I am curious if search engine spiders are able to access content that is protected with aMember. It appears that the systems works on session variables (just a guess) and I was hoping that someone could provide me with a way of allowing the search engine spiders to index those pages. We have protected content that we want to protect, but also still be indexed. Thank you for any help that anyone can provide. Thanks.
It is possible to allow access by user-agent. There are the following lines in amember/plugins/protect/php_include/check.inc.php if (preg_match('/^googlebot/i', $_SERVER['HTTP_USER_AGENT'])) return; You may uncomment it and google will be allowed to open your pages without login.
Excellent! Thanks for another speedy reply. Hopefully these are questions that other people might have in the future.
Other agents I am assuming that I can copy and paste that code and change the user-agent to allow other robots. Would you mind showing examples for Yahoo, MSN, and any other popular ones. That would help me out a lot. Thanks.
Spiders are NOT given access... I did some testing on this, and it does not appear to work properly. Using Firefox, I would change my user-agent to see what would happen when trying to access protected content. By uncommenting the line that is included in the script, which checks for a match for "googlebot", then using "googlebot" as a user-agent, I receive the following error: Code: Warning: Invalid argument supplied for foreach() in /home/practica/public_html/membership/plugins/protect/new_rewrite/new_rewrite.inc.php on line 12 Warning: Cannot modify header information - headers already sent by (output started at /home/practica/public_html/membership/plugins/protect/new_rewrite/new_rewrite.inc.php:12) in /home/practica/public_html/membership/plugins/protect/new_rewrite/login.php on line 37 I then put in another PREG_MATCH to check for "Slurp". When I put my user-agent to "Slurp" and try to access protected content I get an error from thr browser that it is stuck in a re-direct loop. Is there something that I can do? It seems to work fine for protection, but I absolutely NEED the spiders to be able to access that protected content. From what I can tell, it looks like it is trying to get SESSION information even when the user-agent is identified as a spider. Then again, I don't know the aMember system that well. Thank you for you help, I really need to get this working.
I got it.... In case it helps anyone, it wasn't working for me because I am using mod_rewrite to also hide dynamic URLs.

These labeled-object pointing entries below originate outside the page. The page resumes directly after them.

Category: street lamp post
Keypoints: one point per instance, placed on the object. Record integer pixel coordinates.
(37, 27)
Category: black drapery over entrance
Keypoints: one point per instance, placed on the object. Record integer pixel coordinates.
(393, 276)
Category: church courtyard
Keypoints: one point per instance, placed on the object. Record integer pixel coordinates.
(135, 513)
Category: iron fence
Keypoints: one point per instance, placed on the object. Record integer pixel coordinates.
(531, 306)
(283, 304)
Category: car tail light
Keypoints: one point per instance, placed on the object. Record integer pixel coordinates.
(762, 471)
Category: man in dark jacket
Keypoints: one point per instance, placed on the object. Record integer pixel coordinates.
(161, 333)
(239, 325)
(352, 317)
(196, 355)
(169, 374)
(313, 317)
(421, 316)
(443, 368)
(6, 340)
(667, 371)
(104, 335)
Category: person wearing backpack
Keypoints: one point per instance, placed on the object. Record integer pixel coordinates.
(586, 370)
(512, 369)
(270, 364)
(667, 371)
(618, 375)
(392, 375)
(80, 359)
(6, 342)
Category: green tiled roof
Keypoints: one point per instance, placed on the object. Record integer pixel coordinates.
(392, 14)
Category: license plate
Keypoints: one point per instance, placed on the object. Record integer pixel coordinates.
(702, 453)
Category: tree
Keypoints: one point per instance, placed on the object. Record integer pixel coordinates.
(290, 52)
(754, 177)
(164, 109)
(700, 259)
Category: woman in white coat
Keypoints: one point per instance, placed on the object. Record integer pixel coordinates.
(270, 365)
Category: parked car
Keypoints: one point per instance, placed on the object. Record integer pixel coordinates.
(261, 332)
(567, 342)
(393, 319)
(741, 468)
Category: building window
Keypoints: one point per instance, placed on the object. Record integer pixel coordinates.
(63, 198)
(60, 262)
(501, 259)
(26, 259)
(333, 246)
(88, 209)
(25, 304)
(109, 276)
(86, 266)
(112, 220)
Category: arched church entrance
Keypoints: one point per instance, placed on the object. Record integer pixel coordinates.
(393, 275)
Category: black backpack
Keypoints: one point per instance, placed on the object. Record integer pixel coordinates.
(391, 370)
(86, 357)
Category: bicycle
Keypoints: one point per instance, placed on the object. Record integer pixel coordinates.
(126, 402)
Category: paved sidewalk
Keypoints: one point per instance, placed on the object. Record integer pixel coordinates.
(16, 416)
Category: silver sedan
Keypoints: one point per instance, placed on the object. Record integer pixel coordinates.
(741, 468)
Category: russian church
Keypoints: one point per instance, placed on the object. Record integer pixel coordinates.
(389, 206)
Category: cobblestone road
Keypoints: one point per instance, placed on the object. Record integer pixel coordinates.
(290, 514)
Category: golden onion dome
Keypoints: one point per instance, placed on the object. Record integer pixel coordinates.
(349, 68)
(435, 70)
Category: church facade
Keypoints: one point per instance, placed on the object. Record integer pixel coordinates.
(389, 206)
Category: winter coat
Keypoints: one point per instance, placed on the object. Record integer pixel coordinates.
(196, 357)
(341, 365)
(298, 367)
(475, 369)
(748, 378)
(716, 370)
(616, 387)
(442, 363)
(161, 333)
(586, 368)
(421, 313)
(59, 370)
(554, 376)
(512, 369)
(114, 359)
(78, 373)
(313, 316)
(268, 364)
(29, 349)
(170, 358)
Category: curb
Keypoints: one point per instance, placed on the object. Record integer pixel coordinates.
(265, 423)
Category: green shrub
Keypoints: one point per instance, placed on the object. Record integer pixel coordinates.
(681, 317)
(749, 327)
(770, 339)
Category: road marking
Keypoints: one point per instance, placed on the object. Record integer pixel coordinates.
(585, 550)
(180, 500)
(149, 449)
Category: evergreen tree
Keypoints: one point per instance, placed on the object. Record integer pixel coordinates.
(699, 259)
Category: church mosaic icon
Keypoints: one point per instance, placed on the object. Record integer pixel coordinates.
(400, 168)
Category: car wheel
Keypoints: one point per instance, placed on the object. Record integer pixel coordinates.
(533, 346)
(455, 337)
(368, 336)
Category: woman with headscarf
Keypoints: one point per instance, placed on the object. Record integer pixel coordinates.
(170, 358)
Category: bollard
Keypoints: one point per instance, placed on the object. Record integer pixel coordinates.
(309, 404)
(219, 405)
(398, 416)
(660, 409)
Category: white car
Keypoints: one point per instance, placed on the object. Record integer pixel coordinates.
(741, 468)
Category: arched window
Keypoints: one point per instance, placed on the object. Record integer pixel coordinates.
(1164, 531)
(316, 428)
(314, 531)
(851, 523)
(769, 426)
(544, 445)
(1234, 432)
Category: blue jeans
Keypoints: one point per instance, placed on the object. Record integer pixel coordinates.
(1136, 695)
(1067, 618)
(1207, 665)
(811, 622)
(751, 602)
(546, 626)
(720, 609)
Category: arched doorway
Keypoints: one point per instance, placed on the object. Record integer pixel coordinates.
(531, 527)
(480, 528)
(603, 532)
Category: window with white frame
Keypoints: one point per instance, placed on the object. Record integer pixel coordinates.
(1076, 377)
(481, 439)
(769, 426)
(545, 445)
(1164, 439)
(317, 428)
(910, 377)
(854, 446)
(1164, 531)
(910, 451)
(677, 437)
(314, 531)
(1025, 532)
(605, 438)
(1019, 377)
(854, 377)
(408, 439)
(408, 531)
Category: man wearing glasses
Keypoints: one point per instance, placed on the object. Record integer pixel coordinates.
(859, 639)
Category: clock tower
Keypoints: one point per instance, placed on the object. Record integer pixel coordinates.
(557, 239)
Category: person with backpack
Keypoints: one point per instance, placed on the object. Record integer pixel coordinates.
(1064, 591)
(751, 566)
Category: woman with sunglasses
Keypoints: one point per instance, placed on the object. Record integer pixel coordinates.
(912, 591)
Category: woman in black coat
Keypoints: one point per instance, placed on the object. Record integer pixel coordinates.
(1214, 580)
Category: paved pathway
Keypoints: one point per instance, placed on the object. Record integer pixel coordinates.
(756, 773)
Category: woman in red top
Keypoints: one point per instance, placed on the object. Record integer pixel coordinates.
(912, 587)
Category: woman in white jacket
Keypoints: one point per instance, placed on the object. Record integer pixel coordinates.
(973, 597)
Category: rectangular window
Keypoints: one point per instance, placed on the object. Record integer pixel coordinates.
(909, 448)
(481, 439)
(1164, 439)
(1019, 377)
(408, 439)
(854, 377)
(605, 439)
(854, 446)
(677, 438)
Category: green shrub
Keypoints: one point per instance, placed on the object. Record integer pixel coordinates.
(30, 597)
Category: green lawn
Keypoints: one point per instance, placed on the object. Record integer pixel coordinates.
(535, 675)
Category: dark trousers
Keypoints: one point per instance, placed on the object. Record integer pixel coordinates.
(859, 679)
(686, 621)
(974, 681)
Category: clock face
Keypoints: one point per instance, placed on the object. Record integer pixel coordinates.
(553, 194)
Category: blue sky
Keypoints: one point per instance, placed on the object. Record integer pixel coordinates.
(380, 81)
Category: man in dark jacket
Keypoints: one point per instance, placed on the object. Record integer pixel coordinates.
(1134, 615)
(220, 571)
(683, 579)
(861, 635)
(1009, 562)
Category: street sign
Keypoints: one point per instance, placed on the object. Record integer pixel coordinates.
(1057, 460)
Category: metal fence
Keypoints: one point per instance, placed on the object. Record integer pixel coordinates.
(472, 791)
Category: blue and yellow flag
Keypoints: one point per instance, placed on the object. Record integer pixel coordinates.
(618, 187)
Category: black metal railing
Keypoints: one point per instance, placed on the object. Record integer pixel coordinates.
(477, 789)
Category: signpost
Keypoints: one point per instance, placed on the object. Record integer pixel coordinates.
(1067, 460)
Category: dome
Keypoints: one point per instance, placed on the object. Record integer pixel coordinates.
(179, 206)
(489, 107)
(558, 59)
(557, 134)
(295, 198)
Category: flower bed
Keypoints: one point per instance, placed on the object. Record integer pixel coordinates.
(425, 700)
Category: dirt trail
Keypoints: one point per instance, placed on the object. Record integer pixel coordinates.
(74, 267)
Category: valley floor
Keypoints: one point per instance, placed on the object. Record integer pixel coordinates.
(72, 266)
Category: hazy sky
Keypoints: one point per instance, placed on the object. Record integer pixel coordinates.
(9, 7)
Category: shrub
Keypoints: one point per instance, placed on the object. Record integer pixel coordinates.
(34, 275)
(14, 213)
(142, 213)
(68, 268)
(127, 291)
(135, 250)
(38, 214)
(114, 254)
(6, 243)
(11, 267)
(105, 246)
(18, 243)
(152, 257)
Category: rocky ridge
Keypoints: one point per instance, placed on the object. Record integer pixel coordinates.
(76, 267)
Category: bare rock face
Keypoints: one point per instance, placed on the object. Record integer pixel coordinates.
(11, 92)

The fix was to move the conditional code that checks for spider user-agents below the rewrite rule needed to hide the URLs. Then it worked fine. Using Firefox and changing the user-agent I am able to access protected content as a spider.
Doesn't this present one huge great big security problem? Anyone wanting to see the protected content on your site can simply switch the user agent in their browser and pretend to be a google spider. Does anyone else have a problem with this? Steve
I haven't seen a problem You are right, there is a risk. For us, the value of having our protected content spidered by search engines is more important than the small amount of people that might figure out what to set their user-agent to in order to gain access. If you really wanted to lock it down, you could modify the rewrite rule to be conditional for the IP address that is associated with each spider. I am not sure how to do this, but it would be possible to then associate the user-agent with the correct IP that each spider uses. I have yet to see any abuse based on this yet, but I will post if it becomes an issue.
Sorry for pulling up an old thread. Let say you enable this and let google view your member site area. Wouldn't the cache on Google give users access to that content? I'm considering doing this.
Are you using a CMS system to handle your content or are you protecting basic html? In either case, I think you should only give the spiders "teaser text". That is a paragraph summarizing the content. David
I have uncommented the code as mentioned above for googlebot. I am mainly targeting google, yahoo, and msn. After doing some research, I beleive the yahoo and msn crawlers names are yahoo! slurp and msnbot... So would I add this code below the googlebot code I just uncommented? if (preg_match('/^yahoo! slurp/i', $_SERVER['HTTP_USER_AGENT'])) return; if (preg_match('/^msnbot/i', $_SERVER['HTTP_USER_AGENT'])) return;
Just to be clear, showing different text for search bots than to users is considered a bad thing and could lead to your site being removed from the search engine index.
After doing some more diggin around here on this bulletin, I realized that the solution in this thread won't work for me because I am using the "new_rewrite" method of protection. So I've added this code to the .htaccess file in each of my protected directories. If anyone knows if I'm doing this right, I would appreciate the help... Under the code that says "RewriteEngine On" I put this snippet... #allow access for Google AdSense RewriteCond %{http_user_agent} ^Mediapartners-Google RewriteRule ^(.*)$ - [L] #allow access for Google RewriteCond %{http_user_agent} ^googlebot RewriteRule ^(.*)$ - [L] #allow access for Yahoo RewriteCond %{http_user_agent} ^yahoo! slurp RewriteRule ^(.*)$ - [L] #allow access for MSN RewriteCond %{http_user_agent} ^msnbot RewriteRule ^(.*)$ - [L]
OK that broke my website. I started getting this error... Internal Server Error The server encountered an internal error or misconfiguration and was unable to complete your request.